Subsections

• Walking the beam
• 1 Specular and diffuse reflection
• 2 Angles of incidence and reflection
• 3 Index of refraction
• 4 Total internal reflection
• 5 Reflection in prisms
• 6 Optical power

Experiment 1: Reflection, refraction, and optical power

In the beginning of this laboratory session, your assistant will introduce the equipment in the optics laboratory, and explain some basic experimental practices.

Walking the beam

A commonly used technique to align a laser beam is to steer it with two mirrors mounted on adjustable mirror mounts. Consider a situation where you want the laser beam to propagate along a particular direction defined by two points in space. Place two irises to mark these points. Adjust the first mirror (M1) to center the beam on the closer iris (1) first. Then adjust the second mirror (M2) to center it on the farther iris (2); this will make the beam off-center on the first iris. If you iterate between these two adjustments a few times, the beam path will converge to the desired direction.

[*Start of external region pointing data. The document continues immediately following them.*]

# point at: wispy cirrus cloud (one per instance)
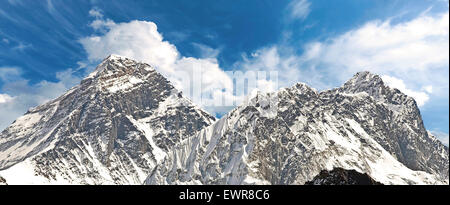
(18, 94)
(299, 9)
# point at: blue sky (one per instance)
(45, 44)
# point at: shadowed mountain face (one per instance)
(289, 136)
(339, 176)
(113, 128)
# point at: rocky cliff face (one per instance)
(290, 136)
(113, 128)
(339, 176)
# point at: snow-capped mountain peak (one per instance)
(352, 127)
(113, 128)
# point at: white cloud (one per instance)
(412, 50)
(420, 97)
(19, 95)
(95, 12)
(300, 9)
(206, 51)
(141, 40)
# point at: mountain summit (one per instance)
(113, 128)
(363, 126)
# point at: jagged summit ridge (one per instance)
(112, 128)
(363, 125)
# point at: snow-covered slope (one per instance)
(113, 128)
(288, 137)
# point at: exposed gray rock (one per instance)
(288, 137)
(113, 128)
(339, 176)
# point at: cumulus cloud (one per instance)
(417, 51)
(206, 51)
(300, 9)
(413, 56)
(141, 40)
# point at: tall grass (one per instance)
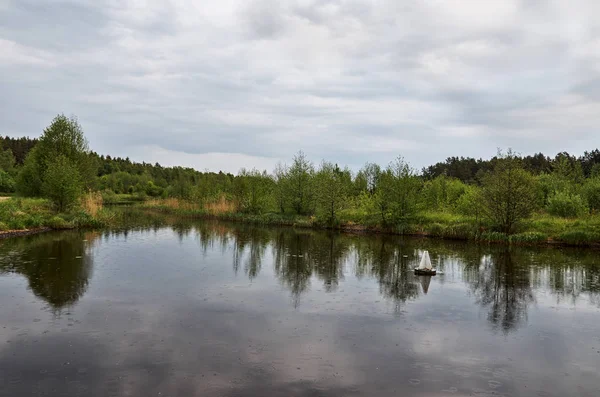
(92, 203)
(220, 207)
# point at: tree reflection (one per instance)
(291, 262)
(327, 255)
(251, 243)
(503, 287)
(57, 266)
(391, 264)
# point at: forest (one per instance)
(508, 197)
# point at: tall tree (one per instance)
(399, 186)
(332, 188)
(62, 183)
(63, 137)
(508, 193)
(300, 181)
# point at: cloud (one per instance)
(346, 80)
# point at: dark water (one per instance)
(221, 310)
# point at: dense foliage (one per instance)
(497, 195)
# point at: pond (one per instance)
(215, 309)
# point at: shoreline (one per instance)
(356, 229)
(366, 230)
(24, 232)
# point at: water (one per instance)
(213, 309)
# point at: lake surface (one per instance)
(213, 309)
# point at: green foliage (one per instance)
(567, 205)
(591, 192)
(494, 237)
(252, 191)
(7, 161)
(579, 237)
(299, 185)
(528, 238)
(62, 183)
(508, 194)
(396, 194)
(332, 186)
(58, 223)
(442, 192)
(7, 183)
(63, 138)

1 Specular and diffuse reflection

When a light beam strikes a surface, a portion of the light is reflected. If the surface is smooth (surface irregularities smaller than the wavelength of light) then the reflection is specular. In other words, specular reflection occurs at polished mirror-like surfaces. If the surface is rough (surface irregularities larger than the wavelength of light) then the reflection is diffuse. In other words, diffuse reflection occurs at dull surfaces.

Observe the difference between specular and diffuse reflection of the He-Ne laser beam from an aluminum mirror, a glass plate, a piece of paper, and the skin of your hand.

2 Angles of incidence and reflection

Specular reflection at a surface obeys the law of reflection: the reflected wavevector lies in the plane of incidence; the angle of reflection equals the angle of incidence.

Verify the law of reflection for one incidence angle of your choice using an aluminum mirror and the He-Ne laser. (Use the angle measurement rotation base and magnetically mounted components in this and the following parts.) Repeat with the glass plate instead of the mirror. Note the multiple reflections when using the glass plate.

3 Index of refraction

A light beam is refracted upon passing from one medium to another with a different index of refraction. Snell's law relates the angles of incidence and refraction: $n_1\sin\theta_1=n_2\sin\theta_2$. When a light beam passes through a parallel plate, it undergoes a lateral shift due to refraction, as shown in the figure. Derive an expression to find the refractive index $n$ of a parallel plate of thickness $d$ from a measurement of the lateral shift $l$ at angle of incidence $\theta_i$. Find the refractive index of the 19 mm thick acrylic plate at $\lambda_0=633$ nm using data obtained at three different angles of incidence. (Note that the refractive index of an optical material usually depends on the wavelength.) Discuss your results.

4 Total internal reflection

When a light beam is incident on a low refractive index medium from a high refractive index medium, total internal reflection occurs if the angle of incidence exceeds the critical angle $\theta_c=\sin^{-1}(n_2/n_1)$. The critical angle can be measured with the use of a prism as shown in the figure. Derive an expression that relates $\phi$ to the critical angle $\theta_i=\theta_c$ when $\theta_r=90^\circ$.

Find the refractive index of the glass prism by measuring the critical angle for total internal reflection. Discuss your observations for angles of incidence less than and greater than the critical angle.

5 Reflection in prisms

Total internal reflection facilitates the use of prisms as light reflectors. Two such arrangements are shown in the figure. These are called the right angle prism and Porro prism, respectively. Implement these arrangements to reflect the He-Ne laser beam. Note that there is no dispersion associated with either of these reflection schemes. Look at your own eye with the Porro prism; compare this with a reflection from an ordinary mirror.

6 Optical power

Measure the output power of the He-Ne laser with the optical power meter. To do this, hold the power meter head in an arrangement similar to that shown in the figure on page , and place it in the beam path. Remove the filter in front of the power meter head during this measurement. (This filter allows you to make relative power measurements without being affected by the room lights.) Familiarize yourselves with the operation of the power meter. Make sure that the zero of the power meter is properly adjusted before each measurement. Make the same measurement with the filter attached to the power meter head. What is the power transmittance of the filter at 633 nm? What do you think its transmittance is at 550 nm?